Sur le front de la riposte au COVID-19: Italie

Contributeur: Floriana Pinto

FP

Floriana Pinto est une infirmière engagée en première ligne de la riposte contre le COVID-19 en Italie. Elle a pris part, récemment, à une conversation avec Elizabeth Iro, Infirmière-Administratrice en chef de l’Organisation mondiale de la Santé, et d’autres interlocuteurs dans les médias sociaux de l’Organisation. Voici l’histoire de Floriana, qui ressemble à celles de nombreux autres infirmiers et infirmières en Italie et dans le monde.

Nous étions tous impatients à l'idée de tout préparer pour célébrer cette année 2020 et de trouver des moyens d'expliquer ce que les infirmières font, de l’expliquer non seulement aux institutions et aux citoyens, mais aussi aux infirmières elles-mêmes car, en Italie, beaucoup d’entre nous ont perdu leur identité professionnelle. Mais le virus est arrivé et nous avons dû tout arrêter pour aller combattre cet ennemi invisible. Nos vies ont complètement changé. Les gens nous appellent maintenant des « héros » mais, malgré nos luttes incessantes, nous n'avons été reconnus qu'il y a un mois. Avions-nous besoin d'un virus pour faire comprendre aux gens et aux institutions que les infirmières sont la colonne vertébrale de notre système de santé ? Même si la situation est triste, je pense que c'est notre occasion et le bon moment pour montrer qui nous sommes, et qu’après cette urgence pandémique, nous continuerons à nous battre pour ce que nous méritons : soutien, protection et investissement.

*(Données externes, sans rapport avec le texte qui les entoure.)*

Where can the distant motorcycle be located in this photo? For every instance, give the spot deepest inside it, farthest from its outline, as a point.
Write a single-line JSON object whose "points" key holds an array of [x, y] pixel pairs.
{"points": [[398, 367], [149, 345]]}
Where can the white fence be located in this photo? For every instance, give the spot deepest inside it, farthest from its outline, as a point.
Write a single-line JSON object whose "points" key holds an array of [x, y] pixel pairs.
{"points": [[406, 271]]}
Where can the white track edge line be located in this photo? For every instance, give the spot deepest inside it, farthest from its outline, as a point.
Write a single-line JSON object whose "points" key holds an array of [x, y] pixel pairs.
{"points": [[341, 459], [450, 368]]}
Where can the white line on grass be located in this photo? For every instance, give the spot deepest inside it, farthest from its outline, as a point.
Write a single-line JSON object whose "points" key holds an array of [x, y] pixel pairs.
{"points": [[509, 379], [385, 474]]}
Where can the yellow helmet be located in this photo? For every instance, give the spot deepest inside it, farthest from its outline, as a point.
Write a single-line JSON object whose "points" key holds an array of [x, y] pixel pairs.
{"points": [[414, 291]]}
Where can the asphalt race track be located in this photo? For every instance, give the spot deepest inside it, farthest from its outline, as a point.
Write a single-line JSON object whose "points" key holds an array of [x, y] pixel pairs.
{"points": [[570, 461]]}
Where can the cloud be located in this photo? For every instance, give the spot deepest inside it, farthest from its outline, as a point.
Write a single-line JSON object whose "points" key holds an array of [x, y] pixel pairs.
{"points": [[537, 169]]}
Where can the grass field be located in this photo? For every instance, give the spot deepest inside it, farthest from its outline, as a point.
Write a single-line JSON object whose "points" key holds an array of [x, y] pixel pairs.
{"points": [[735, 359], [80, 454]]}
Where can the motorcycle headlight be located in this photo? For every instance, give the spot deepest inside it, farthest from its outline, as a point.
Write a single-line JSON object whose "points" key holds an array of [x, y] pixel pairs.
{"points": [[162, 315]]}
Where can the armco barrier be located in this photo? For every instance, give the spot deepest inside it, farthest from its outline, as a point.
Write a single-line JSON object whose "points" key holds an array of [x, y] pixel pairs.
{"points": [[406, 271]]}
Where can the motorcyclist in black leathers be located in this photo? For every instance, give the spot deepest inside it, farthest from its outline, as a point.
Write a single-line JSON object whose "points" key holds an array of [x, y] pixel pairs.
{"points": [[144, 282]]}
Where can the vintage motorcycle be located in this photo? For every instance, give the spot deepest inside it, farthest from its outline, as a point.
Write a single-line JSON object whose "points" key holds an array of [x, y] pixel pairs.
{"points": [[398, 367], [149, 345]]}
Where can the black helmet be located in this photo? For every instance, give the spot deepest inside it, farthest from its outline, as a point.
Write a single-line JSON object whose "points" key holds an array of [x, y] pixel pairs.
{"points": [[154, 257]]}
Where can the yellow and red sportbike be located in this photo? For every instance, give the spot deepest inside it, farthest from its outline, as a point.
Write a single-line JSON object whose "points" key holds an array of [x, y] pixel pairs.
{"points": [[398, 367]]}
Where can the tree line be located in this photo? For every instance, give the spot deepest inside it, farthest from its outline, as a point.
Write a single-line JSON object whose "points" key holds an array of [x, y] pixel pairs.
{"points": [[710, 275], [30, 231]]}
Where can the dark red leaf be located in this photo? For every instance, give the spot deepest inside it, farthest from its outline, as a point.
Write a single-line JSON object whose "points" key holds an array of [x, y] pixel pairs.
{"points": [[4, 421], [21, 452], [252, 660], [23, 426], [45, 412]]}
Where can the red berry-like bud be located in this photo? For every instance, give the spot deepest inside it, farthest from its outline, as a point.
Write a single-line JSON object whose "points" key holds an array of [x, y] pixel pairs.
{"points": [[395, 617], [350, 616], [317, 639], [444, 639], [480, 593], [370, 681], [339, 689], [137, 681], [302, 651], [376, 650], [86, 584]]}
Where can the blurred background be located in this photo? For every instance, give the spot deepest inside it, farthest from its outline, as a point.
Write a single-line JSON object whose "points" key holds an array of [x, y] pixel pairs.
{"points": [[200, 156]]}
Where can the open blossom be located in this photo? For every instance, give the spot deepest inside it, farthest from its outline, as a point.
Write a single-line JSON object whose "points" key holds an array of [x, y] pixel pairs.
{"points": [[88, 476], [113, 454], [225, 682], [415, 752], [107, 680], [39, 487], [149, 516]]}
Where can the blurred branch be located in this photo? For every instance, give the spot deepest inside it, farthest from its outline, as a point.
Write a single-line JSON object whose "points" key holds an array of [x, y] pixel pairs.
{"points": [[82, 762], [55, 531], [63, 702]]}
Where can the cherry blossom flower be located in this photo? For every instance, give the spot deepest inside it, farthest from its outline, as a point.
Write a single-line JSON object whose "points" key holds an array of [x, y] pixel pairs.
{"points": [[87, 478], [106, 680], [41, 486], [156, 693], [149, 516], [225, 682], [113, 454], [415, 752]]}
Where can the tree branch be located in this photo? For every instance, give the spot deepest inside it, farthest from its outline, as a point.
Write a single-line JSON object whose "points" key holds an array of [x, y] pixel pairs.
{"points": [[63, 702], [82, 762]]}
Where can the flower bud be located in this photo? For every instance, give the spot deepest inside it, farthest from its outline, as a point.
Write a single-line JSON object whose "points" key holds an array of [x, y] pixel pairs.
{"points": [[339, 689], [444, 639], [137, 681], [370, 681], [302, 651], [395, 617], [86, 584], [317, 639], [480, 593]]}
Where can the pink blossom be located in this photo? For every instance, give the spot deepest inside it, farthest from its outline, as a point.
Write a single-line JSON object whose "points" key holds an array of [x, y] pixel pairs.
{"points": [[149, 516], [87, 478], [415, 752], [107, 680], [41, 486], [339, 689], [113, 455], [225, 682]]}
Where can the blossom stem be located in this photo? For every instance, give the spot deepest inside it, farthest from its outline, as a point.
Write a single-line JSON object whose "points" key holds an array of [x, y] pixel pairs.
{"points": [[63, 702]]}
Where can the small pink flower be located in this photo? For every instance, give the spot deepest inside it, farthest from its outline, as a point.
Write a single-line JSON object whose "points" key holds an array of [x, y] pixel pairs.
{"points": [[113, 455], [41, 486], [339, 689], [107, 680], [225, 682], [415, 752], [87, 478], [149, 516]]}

Aujourd’hui, nos vies, dans les unités de soins intensifs et dans les services consacrés au COVID, sont comme de perpétuelles montagnes russes : fatigue et colère, puis joie de pouvoir enfin transférer les patients hors des soins intensifs, des patients avec lesquels, malgré les contraintes de temps et de vêtements de protection qui nous permettent à peine de respirer, nous trouvons tout de même le temps de parler et de communiquer pour qu'ils ne se sentent pas seuls. Nous sommes leur seule compagnie et il est impossible de sourire sous un masque : alors nous avons appris à parler et à sourire avec nos yeux.

Ce n'est pas simple : nous avons dû transformer d'autres locaux en salles de soins intensifs ; chacun travaille avec sa plus haute compétence en matière clinique ou relationnelle, pour aider... et c'est la meilleure chose que je vois ces jours-ci, ce que j'ai toujours voulu voir. C'est la preuve que nous sommes une équipe vraiment forte !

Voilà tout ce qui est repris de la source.